Der vielfach begabte Hochkaräter, der mit den Grenzbereichen von Sprache und bildender Kunst experimentierte, läuft nach Ansicht von Museumsleiterin Isabell Schenk-Weininger zu Unrecht viel zu sehr unter der Wahrnehmungsschwelle. „Otto Nebel würde es gebühren, in einem Atemzug mit Klee und Kandinsky genannt zu werden, mit denen er auch befreundet war. Er hat mehr Anerkennung verdient“, sagt sie. Mit mehr als 100 Gemälden, Aquarellen, Zeichnungen und Grafiken, ergänzt durch Filme und Tondokumente, hoffen Schenk-Weininger und ihr Team, ihren Teil dazu beitragen zu können. Ihre Kollegin Shirley-Ann Ruf nahm die Schau mit dem Gedichtzitat-Titel „Zur Unzeit gegeigt“ sogar zum Anlass, den ersten Kinder-Audioguide der Galerie zu konzipieren.

Soldatenuniform statt Bühnen-Kostüme

In Berlin geboren, lernte Otto Nebel den Eltern zuliebe zunächst Maurer, danach Hochbaufachmann.
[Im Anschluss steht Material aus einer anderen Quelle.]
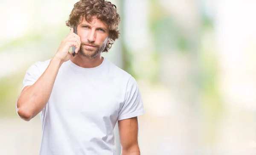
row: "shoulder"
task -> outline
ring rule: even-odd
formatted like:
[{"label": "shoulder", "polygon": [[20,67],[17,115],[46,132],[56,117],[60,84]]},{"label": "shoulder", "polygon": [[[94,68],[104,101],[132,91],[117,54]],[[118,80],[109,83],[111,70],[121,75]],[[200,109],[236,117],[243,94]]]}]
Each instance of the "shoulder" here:
[{"label": "shoulder", "polygon": [[129,79],[132,76],[127,72],[117,67],[110,61],[106,59],[106,64],[109,69],[109,71],[111,74],[116,77],[124,78],[128,81]]}]

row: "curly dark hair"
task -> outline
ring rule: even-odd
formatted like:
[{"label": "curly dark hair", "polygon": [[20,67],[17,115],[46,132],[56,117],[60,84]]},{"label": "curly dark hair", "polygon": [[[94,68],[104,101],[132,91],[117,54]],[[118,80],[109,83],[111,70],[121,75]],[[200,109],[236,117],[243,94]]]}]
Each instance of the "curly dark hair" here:
[{"label": "curly dark hair", "polygon": [[108,52],[120,35],[117,30],[120,16],[117,13],[116,6],[111,2],[105,0],[80,0],[74,5],[68,20],[66,21],[66,25],[70,27],[77,25],[82,21],[83,17],[90,22],[94,16],[104,23],[109,30],[110,42],[107,43],[102,51]]}]

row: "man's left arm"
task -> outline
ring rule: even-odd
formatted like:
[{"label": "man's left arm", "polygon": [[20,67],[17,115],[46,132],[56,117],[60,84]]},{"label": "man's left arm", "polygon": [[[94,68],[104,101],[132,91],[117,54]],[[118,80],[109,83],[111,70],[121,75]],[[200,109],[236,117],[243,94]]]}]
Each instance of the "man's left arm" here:
[{"label": "man's left arm", "polygon": [[122,155],[140,155],[137,117],[118,121]]}]

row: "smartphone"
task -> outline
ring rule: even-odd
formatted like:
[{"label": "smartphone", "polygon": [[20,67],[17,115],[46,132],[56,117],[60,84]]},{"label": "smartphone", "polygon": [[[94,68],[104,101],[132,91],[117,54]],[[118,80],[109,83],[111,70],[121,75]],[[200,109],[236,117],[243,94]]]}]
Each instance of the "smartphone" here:
[{"label": "smartphone", "polygon": [[[77,34],[77,26],[74,26],[73,28],[74,28],[74,33],[75,33],[76,34]],[[75,50],[76,50],[76,47],[72,46],[72,55],[73,55],[73,56],[75,56],[75,55],[76,54],[76,53],[75,53]]]}]

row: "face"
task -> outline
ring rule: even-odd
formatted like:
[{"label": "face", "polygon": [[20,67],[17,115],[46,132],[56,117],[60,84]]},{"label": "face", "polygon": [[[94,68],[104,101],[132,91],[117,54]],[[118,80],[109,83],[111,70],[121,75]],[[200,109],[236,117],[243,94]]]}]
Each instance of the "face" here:
[{"label": "face", "polygon": [[101,20],[93,17],[88,22],[84,17],[77,26],[77,34],[81,39],[79,52],[84,56],[93,58],[100,54],[108,42],[109,31]]}]

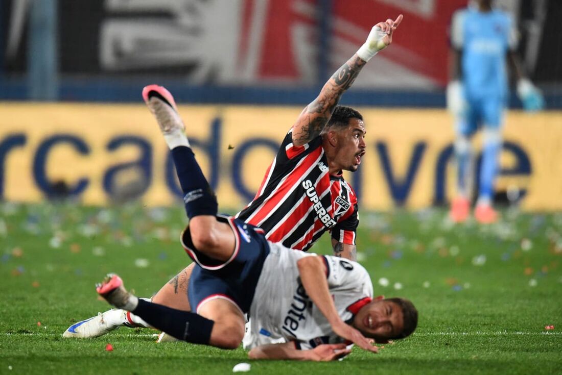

Dann zog es den hellwachen, blitzgescheiten jungen Mann ans Theater, er machte eine Ausbildung zum Schauspieler. Bevor er aber sein erstes Engagement in Hagen antreten konnte, brach der Erste Weltkrieg aus. Statt der Bühnen-Kostüme wartete die Soldatenuniform auf ihn. In englischer Kriegsgefangenschaft war es auch, als der 25-Jährige sein literarisches Debüt „Zuginsfeld“ zu Papier brachte – eine Collage aus Versatzstücken des wilhelminischen Militarismus-Sprech. Sie nimmt Redensarten, Parolen und Befehle auseinander, münzt sie gewitzt um und kombiniert sie neu. Während eines Fronturlaubes war Nebel 1916 mit den Künstlern der expressionistischen Zeitschrift „Der Sturm“ um Herwarth Walden in Kontakt gekommen, die ihn inspirierten. Später publizierte Nebel selbst im „Sturm“.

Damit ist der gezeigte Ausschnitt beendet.